According to Greg Gibbs, analyst at Amplifying Global FX Capital, markets must now factor in the risk of a period of US government shut-down that could undermine consumer and investor confidence.
“The current date up to which funding is approved is 21 December. It might also raise the risk, albeit modest, that a prolonged stalemate could delay interest payments on US government securities. It might point to ongoing risks to stalemate in Congress on a range of legislation.”
“Political risk in the USA appeared to diminish in 2018 as Congress agreed on tax cuts, increased spending, and pushed out the perennial concerns over the debt ceiling. However, the debt ceiling suspension ends on 1 March 2019, the Congress is now split, and evidence suggests that stubbornness in the White House and the House of Representatives raises the risk of deadlock over funding bills and policy over the coming year.”
“This may add to economic uncertainty and asset market volatility in the US, a factor that may undermine the USD.”

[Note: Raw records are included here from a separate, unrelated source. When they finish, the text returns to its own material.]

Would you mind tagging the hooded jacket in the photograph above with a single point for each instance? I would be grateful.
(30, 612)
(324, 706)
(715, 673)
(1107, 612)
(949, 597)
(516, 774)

“Rising political risk in the US, coming around the time that the Fed meets to decide on its rates policy on 19 December, could undermine the USD and US asset markets. It is another factor that adds to the uncertainty in the FX market. The EUR may be pressing supports today on political uncertainty in Europe, but it could quite conceivably be busting resistance in the days or weeks ahead as focus shifts to US rates and politics.”